Massive Engpässe: Hilferuf der Kinderpsychiater

Der Mangel an Kinder- und Jugendpsychiatern bleibt die Schwachstelle im Wiener Gesundheitssystem. Wie berichtet fehlen allein im neuen Krankenhaus Nord (KHN) drei bis vier solcher Fachärzte. Und das, obwohl von anderen Krankenhäusern Ärzte abgezogen wurden, um den Betrieb im Floridsdorfer Spital zu sichern. Mit dem Effekt, dass diese nun ihrerseits an Engpässen leiden.

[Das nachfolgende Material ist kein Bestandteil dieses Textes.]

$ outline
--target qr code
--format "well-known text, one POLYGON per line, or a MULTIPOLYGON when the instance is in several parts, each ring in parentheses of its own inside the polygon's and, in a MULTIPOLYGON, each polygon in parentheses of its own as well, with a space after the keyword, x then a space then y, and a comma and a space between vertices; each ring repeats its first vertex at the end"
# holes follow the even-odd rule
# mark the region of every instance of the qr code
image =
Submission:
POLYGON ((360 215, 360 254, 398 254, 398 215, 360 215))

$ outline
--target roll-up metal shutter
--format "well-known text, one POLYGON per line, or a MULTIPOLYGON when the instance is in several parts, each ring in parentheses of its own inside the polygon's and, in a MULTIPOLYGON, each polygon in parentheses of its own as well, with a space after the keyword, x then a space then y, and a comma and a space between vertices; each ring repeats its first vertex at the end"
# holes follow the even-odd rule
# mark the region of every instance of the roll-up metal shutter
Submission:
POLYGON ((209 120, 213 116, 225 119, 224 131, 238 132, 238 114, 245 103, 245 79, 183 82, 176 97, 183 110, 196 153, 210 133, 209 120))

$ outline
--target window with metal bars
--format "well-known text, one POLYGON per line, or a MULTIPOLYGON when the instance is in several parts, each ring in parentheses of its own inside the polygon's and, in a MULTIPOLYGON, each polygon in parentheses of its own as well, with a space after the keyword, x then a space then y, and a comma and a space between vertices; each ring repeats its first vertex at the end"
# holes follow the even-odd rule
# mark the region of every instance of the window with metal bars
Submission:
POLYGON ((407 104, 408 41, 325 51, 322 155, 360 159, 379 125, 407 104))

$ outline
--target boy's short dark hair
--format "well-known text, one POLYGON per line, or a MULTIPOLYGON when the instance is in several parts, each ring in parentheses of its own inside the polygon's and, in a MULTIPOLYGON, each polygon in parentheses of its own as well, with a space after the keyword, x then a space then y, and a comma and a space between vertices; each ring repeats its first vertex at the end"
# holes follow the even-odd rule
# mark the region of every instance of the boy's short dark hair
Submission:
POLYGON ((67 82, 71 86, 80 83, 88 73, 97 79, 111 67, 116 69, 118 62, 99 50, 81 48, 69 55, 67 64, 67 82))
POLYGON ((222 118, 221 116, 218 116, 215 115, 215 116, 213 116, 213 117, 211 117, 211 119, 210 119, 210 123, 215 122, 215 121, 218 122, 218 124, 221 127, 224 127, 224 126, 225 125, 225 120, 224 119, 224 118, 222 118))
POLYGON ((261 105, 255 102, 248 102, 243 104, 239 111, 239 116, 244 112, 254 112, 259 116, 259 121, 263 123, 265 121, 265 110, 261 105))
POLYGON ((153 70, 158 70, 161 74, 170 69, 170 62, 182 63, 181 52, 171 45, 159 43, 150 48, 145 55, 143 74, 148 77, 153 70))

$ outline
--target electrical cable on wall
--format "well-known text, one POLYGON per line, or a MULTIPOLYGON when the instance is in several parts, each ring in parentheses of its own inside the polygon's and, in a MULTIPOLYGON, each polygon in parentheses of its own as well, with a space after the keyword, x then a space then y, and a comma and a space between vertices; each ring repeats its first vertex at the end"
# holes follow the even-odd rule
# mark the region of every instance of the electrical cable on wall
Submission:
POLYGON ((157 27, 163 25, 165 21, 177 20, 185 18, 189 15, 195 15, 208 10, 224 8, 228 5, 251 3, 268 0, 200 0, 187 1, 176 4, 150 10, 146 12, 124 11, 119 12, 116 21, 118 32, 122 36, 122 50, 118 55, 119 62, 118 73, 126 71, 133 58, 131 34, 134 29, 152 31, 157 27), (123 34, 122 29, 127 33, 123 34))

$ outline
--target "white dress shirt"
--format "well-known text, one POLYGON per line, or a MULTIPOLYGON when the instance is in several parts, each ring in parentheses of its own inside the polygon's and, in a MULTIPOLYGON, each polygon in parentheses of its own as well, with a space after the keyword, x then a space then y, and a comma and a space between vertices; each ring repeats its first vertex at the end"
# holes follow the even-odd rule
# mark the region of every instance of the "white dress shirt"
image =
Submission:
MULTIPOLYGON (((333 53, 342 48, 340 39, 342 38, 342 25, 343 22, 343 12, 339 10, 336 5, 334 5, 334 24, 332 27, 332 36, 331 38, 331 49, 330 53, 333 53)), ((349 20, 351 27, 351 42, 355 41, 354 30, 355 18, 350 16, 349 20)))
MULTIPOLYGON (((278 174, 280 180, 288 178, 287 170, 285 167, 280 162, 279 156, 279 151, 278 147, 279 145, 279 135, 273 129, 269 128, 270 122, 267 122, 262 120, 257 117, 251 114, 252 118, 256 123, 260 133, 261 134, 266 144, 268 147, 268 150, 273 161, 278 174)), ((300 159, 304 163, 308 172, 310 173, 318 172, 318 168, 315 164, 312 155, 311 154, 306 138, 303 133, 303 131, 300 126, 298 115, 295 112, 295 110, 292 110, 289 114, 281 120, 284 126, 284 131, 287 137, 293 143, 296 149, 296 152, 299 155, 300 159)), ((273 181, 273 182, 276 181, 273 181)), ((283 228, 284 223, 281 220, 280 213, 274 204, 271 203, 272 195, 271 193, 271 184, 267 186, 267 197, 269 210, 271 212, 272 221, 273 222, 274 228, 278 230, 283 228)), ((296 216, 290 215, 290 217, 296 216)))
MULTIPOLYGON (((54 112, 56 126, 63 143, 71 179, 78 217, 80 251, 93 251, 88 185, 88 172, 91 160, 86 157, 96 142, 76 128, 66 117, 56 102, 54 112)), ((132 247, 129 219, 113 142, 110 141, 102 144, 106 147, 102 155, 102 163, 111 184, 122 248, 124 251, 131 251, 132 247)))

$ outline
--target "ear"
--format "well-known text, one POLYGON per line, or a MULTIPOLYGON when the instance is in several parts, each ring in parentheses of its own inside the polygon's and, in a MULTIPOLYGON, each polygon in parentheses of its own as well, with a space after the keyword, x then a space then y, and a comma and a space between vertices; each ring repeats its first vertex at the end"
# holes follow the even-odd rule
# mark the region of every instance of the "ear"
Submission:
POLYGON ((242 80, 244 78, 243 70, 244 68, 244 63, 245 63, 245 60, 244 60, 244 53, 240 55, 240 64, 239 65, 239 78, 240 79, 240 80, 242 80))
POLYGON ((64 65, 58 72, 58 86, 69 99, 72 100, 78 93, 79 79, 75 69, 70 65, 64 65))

Das geht aus einem schriftlichen Hilferuf von Kinder- und Jugendpsychiatern aus dem Krankenhaus Hietzing / Zentrum Rosenhügel hervor, der diese Tage an die Führung des Wiener Krankenanstaltenverbunds (KAV) erging.

„Wir möchten hiermit nochmals unterstreichen, dass eine State of the Art Versorgung [...] durch den Abzug von 7 KollegInnen an den Standort des KHN und gleichzeitiger Neueröffnung der Station C3 mit 4 Risikobetten derzeit nur grenzwertig [...] möglich ist“, heißt es in dem Schreiben, das dem KURIER vorliegt. Unterzeichnet wurde es von 13 Medizinern.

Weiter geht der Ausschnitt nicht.